La filière viticole française se porte mal. Certes, ce n’est pas la première fois, ni sans doute la dernière. Néanmoins, les facteurs de crise paraissent particulièrement nombreux et durables. Ils touchent aussi bien l’offre que la demande. Le mal semble profond. Sans doute que l’heure des conservatismes doit céder la place à une approche plus innovante et pragmatique dans la gestion de cette filière.
Une offre volatile en perte de vitesse
L’Agreste (ministère de l’Agriculture) prédit cette année une diminution de 12 % des volumes récoltés. Cette baisse s’inscrit dans une tendance globale de réduction des rendements du vignoble. L’origine en est multiple : augmentation des maladies de la vigne, pratiques viticoles peu soucieuses de l’environnement global de la plante, évolutions climatiques. Le climat joue en effet un rôle clé dans la quantité produite comme dans la qualité des vins et pose un défi considérable aux vignerons.
À court terme, les évènements extrêmes (gel tardif, grêle, sécheresse) affectent les quantités et amènent une grande incertitude sur les récoltes. Cela impose de lisser les stocks et les ventes dans le temps et donc induit une hausse du besoin en fonds de roulement. Les petites exploitations, la norme dans notre pays, paraissent bien fragiles et démunies pour gérer cette incertitude. À long terme, le réchauffement pourrait affecter la typicité des vins, mais surtout condamner la récolte des zones les plus affectées. Le modèle productif français semble donc menacé.
Un consommateur qui a profondément changé
Les difficultés ne s’arrêtent cependant pas là. La demande de vin a fortement évolué depuis une vingtaine d’années. En France, elle a baissé de moitié depuis les années 1960, selon FranceAgriMer.
Mais cette tendance s’accélère avec la désaffection croissante des Français pour le premier canal de distribution de vin : la grande distribution (70 % des ventes).
Les foires au vin ne font plus autant recette que naguère. L’exportation est également devenue plus difficile. Il y a 20 ans, les principaux marchés d’export, Allemagne, Belgique et Royaume-Uni, étaient tous dans l’Union européenne, accessibles sans droits de douane et avec des consommateurs comprenant les spécificités des appellations d’origine. La concurrence venait essentiellement de l’Italie et de l’Espagne.

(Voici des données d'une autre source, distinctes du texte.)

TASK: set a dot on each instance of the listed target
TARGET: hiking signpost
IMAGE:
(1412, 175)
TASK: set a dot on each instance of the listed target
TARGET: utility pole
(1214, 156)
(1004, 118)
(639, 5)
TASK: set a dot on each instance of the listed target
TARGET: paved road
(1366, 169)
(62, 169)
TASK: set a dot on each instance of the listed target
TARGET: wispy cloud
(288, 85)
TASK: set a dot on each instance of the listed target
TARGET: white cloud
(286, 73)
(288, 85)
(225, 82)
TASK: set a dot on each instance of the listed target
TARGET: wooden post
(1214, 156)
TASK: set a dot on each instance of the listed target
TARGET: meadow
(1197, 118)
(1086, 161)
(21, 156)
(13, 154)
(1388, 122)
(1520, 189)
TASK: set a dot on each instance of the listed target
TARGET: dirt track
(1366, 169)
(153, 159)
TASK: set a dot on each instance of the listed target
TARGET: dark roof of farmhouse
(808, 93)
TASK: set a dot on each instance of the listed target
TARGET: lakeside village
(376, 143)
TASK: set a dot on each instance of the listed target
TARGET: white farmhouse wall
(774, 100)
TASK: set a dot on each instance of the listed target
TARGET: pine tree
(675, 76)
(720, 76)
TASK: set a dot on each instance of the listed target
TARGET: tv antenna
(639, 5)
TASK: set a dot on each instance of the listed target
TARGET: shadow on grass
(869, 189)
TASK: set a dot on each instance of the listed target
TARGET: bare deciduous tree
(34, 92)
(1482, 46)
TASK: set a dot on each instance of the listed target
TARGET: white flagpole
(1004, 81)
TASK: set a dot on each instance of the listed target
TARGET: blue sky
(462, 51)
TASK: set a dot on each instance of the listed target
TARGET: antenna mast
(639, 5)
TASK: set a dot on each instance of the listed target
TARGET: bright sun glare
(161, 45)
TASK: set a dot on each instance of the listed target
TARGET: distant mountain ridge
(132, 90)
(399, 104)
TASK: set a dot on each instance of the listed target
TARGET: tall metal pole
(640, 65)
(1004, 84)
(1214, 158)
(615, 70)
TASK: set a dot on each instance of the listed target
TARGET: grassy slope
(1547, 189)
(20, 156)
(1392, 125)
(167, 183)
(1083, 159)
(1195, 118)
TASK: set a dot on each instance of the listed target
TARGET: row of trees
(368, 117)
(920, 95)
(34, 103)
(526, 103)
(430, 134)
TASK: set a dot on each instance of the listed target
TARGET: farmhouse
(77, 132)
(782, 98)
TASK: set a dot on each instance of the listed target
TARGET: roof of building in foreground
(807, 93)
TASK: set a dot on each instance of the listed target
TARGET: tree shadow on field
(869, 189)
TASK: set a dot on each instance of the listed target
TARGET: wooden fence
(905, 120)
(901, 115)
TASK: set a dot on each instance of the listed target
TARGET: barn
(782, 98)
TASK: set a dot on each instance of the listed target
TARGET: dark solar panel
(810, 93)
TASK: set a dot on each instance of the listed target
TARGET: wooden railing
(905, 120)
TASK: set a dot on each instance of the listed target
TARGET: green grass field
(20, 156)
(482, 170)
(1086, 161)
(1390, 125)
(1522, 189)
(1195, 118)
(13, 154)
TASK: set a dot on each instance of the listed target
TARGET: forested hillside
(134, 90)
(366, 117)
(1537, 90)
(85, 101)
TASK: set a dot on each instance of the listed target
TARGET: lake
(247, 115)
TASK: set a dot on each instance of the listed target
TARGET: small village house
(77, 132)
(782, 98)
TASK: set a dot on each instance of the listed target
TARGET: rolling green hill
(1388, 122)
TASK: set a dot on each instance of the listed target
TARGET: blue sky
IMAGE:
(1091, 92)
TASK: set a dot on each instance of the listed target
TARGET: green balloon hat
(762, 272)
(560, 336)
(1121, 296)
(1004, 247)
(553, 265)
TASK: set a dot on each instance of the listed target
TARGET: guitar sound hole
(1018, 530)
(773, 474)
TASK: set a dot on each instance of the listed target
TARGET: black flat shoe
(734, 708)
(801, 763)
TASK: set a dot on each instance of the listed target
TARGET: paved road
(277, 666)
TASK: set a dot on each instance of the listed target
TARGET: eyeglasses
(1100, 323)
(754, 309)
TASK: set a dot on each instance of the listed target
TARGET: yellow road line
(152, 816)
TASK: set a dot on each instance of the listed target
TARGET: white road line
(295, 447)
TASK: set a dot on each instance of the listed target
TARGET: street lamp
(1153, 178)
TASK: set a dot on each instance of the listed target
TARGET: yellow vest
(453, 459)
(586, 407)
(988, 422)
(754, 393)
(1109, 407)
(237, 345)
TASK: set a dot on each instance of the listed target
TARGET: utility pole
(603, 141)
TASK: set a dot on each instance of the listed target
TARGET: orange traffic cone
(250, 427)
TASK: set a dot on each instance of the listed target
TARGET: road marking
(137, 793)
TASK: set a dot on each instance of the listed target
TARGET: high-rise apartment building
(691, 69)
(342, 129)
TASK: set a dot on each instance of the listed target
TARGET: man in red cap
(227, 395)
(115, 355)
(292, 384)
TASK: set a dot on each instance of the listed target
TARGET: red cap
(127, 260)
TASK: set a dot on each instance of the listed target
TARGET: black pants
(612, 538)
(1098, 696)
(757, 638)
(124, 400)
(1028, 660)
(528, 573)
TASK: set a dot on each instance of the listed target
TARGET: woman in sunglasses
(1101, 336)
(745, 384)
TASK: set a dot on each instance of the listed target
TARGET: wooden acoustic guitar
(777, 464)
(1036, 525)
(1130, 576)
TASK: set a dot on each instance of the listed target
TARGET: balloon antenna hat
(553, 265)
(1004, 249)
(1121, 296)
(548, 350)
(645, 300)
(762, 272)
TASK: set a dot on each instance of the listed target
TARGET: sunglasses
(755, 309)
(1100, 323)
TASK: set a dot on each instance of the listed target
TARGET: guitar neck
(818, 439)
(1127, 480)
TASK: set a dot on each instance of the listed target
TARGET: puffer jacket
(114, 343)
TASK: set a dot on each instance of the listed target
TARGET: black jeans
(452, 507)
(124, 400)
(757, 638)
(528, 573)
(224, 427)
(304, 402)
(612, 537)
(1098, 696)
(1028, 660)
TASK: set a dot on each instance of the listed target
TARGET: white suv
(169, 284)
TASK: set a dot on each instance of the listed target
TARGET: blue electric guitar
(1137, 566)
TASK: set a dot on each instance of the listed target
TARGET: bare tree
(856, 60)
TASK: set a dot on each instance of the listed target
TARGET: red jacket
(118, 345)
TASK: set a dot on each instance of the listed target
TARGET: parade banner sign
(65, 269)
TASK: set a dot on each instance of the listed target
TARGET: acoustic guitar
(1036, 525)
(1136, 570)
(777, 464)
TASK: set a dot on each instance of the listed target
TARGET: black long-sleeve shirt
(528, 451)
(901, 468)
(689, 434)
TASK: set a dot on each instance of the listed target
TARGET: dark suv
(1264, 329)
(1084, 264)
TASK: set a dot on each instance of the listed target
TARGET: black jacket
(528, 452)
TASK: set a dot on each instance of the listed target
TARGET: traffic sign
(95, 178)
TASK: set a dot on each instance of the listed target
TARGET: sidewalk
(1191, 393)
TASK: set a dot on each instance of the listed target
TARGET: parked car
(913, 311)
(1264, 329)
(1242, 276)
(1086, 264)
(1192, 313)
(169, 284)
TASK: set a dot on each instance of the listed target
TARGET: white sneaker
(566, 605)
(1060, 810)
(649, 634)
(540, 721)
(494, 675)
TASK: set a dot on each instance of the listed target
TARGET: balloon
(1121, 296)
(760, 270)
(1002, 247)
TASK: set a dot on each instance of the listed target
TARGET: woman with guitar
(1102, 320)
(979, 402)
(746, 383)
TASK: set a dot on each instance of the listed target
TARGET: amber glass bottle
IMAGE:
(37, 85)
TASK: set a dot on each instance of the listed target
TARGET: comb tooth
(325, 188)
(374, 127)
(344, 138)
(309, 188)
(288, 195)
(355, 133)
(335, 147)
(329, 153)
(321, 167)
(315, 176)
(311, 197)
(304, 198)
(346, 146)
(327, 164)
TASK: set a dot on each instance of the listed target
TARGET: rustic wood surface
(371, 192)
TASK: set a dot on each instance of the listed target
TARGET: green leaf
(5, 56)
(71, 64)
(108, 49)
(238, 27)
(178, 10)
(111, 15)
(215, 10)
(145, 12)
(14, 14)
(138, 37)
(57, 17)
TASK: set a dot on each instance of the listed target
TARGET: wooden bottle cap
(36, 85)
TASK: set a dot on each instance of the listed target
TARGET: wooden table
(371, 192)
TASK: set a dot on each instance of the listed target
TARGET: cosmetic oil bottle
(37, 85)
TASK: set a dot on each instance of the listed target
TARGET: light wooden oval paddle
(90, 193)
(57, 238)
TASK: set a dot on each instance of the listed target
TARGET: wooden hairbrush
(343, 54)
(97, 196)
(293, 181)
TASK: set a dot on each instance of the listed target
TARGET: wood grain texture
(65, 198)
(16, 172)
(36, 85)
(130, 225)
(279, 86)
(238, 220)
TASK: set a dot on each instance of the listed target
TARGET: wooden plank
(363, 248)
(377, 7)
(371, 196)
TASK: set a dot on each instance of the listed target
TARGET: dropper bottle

Les principaux marchés sont maintenant les États-Unis et la Chine. Leurs marchés sont protégés et leurs consommateurs sont plus difficiles à séduire car ils comprennent moins nos étiquettes et nos spécificités. De plus, la liste des concurrents s’est considérablement allongée avec les pays dits du nouveau monde : Australie, Afrique du Sud, Chili, Argentine, Nouvelle-Zélande, États-Unis. Pour certains, le taux de croissance de leurs exportations est exceptionnel.
Ces pays fonctionnent avec des marques fortes qui s’émancipent des règles propres aux appellations d’origine et ils maîtrisent les codes marketing modernes. L’espace disponible, des coûts moindres et la taille plus élevée de leurs exploitations leur confèrent un avantage compétitif. Sans même parler de la concurrence croissante des autres boissons ou du cannabis, vendre du vin est ainsi devenu nettement plus difficile pour les vignerons français.